Death of man in Indiana jail highlights cruelty of solitary confinement: ‘A national disgrace’

Adam Bryant in undated family photos holding his nephew, left, and daughter, right.
Adam Bryant in undated family photos holding his nephew, left, and daughter, right. Composite: Obtained by The Guardian

Through the tinny reception on the jail’s phone lines, 29-year-old Adam Bryant told his mom he didn’t want to die.

It was late 2022, and Bryant was incarcerated at Vigo county jail in Terre Haute, Indiana, a city roughly 75 miles west of Indianapolis. Bryant had been arrested for domestic battery on 8 December, and for most of the time between then and the 19 December phone call, he’d been unable to eat without vomiting.
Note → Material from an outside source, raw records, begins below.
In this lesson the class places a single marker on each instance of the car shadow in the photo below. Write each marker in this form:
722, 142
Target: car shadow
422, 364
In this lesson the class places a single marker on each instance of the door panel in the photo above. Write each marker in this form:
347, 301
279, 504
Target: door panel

He had severe stomach pains, too, which only worsened when he was attacked and beaten. Some of his inmates had heard about his battery charge, and they wanted the ring Bryant was wearing.

“You’re either gonna take care of yourself or they will let you die there,” his mother told him.

Shortly after fighting with other inmates, Bryant was placed in solitary confinement, where he spent the last five days of his life with minimal human interaction. His condition worsened: he shed more weight, became more fatigued, and even started hallucinating. Video footage shows staff members checking on other inmates while paying little attention to Bryant.

That same video evidence contradicts the jail’s claims that Bryant received his medication and prescribed protein shake on the final day of his life. (Vigo county officials did not respond to questions for this story.)

As the clock approached midnight on Christmas Eve, he sat on the floor of his solitary cell and tried to reach the intercom button that would alert the staff that he needed help. He managed to press it, but most of his attempts were in vain; his arms were simply too weak. Shortly after midnight, he died of hyponatremia – low sodium concentration in the blood.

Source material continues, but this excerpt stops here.